The key is full disclosure and informed approval from other disinterested (i.e., without personal stake in transaction) directors, officers or shareholders. Director or officers should disclose any possible conflict of interest or questionable transaction and ask others (i.e., shareholders and directors) for permission to engage in such a transaction and obtain that permission in written form that includes description of the disclosure that was made.

3) Duty of Good Faith – Some states, in addition to duty of loyalty, impose a duty of good faith which is at times defined as  "conscious disregard" or "intentional dereliction of duty." California subsumes that duty into the above two duties.

Practical Applications:

When all is said and done, the courts in California essentially allow errors in judgment on the part of corporate officers, but not gross negligence, intentional wrongdoing or conflicts of interest.

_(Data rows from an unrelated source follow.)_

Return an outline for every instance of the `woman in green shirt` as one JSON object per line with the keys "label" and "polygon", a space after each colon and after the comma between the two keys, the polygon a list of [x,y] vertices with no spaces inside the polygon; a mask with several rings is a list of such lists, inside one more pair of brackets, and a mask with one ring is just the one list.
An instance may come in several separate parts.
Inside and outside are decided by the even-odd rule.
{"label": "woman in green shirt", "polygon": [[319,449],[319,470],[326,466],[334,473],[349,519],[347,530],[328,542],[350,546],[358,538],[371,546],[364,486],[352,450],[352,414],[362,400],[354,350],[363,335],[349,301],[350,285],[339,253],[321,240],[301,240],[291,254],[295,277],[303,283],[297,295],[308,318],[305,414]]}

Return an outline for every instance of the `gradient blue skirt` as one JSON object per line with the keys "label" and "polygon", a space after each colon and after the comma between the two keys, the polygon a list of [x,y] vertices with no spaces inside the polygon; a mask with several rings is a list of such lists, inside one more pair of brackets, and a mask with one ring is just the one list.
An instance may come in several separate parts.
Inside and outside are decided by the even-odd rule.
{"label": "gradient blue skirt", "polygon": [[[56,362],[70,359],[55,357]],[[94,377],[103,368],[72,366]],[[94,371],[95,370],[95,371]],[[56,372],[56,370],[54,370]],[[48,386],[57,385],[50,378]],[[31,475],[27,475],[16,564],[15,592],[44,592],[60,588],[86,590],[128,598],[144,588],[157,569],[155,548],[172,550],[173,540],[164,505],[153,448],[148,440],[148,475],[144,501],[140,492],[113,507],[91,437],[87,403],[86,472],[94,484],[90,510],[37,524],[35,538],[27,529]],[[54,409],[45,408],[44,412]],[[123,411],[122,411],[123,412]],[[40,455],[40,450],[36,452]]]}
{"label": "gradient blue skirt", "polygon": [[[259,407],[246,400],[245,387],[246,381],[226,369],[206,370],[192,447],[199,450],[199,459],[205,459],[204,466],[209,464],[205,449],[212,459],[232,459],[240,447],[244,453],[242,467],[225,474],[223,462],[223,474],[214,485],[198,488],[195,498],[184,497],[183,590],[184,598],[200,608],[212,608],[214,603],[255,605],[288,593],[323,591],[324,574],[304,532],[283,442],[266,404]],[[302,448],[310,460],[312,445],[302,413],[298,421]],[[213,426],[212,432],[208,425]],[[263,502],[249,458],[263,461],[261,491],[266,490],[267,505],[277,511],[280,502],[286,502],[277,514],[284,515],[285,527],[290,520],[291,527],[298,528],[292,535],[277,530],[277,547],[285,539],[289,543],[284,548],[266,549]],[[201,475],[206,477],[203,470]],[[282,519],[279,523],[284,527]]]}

If you are a corporate officer, whether salaried or not, you have a fiduciary duty to the entity and you must act with that in mind in all your actions, including business deals involving unrelated third parties. That does not mean you cannot make a mistake; but you cannot act unethically and favor yourself over the corporate interests. Or, as an elderly client who had run a dozen companies put it to the writer, “You have to take care of business and cannot make remarkably stupid mistakes…and keep your hands in your own pockets, not the pockets of the company. What’s so hard to understand about that?”